The Agent That Retried Its Way Past Your Rate Limit

May 23, 2026 · 10 min read

Software Engineer

Your gateway enforces a clean 100 requests per second per tenant. The dashboard shows every tenant comfortably under that ceiling. The bill from your model provider says you blew through the spend cap anyway. Nobody on the rollout call has a clean story for why.

The answer is that the rate limiter and the bill are measuring different things. The limiter sees one "user request" when a customer clicks a button. The provider sees a planner call, three tool-result reflections, a format-correction retry triggered by a stricter JSON schema, and a final synthesis — each with its own internal retry budget that fires when a transient 429 or 500 comes back. A single click can fan out into thirty model calls. The limiter counts one. The bucket leaks at thirty times the rate it was sized for.
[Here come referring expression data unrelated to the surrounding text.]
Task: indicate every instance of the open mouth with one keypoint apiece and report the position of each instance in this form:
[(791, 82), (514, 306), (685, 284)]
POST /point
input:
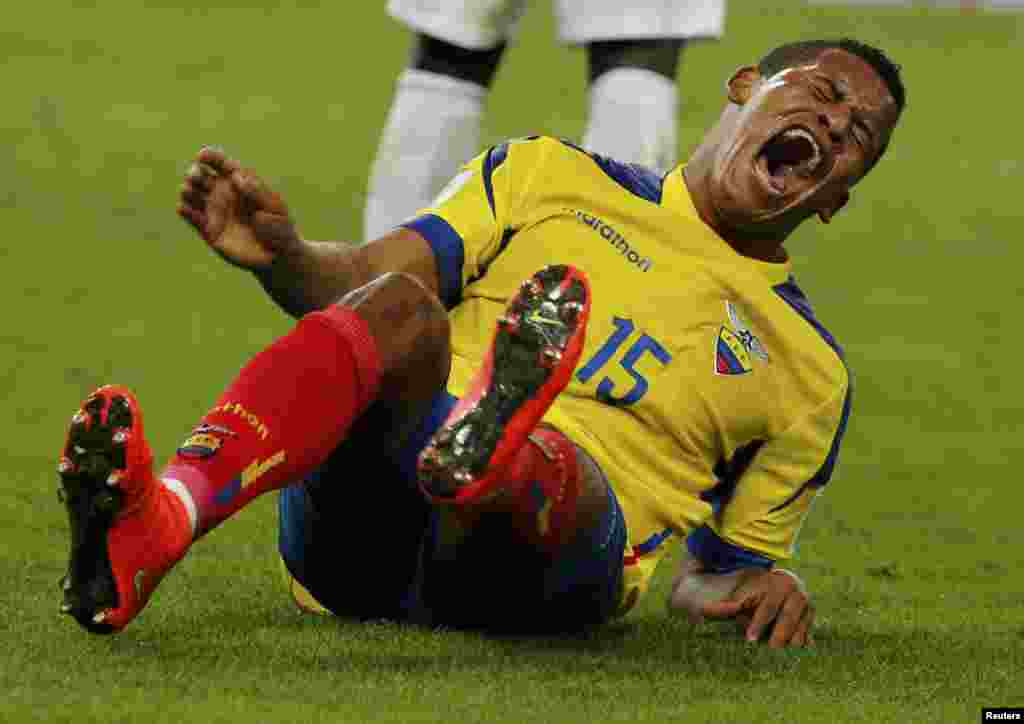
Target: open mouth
[(790, 155)]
Rate-limiting an agentic system at the HTTP boundary is enforcing speed limits at the highway entrance while the cars inside multiply. Until the limiter understands the loop, the loop will route around it.

The Accounting Gap Between User-Facing And Provider-Facing Calls

Classical web rate limiting has a tidy invariant: one HTTP request from the user equals roughly one unit of backend work. The token bucket is sized against that invariant, the dashboards are built around it, and the on-call runbook trusts it.

Agentic workflows break the invariant on purpose. The orchestrator's whole job is to fan a single user intent out into many model calls — planning, retrieval, tool use, reflection, format correction, synthesis. Recent analyses put the typical amplification factor at 10 to 100 model calls per user-facing request, with autonomous coding agents and deep-research loops sitting at the high end of that range. At fifty reasoning steps, the per-request cost multiplier can exceed thirty times the equivalent single-shot completion.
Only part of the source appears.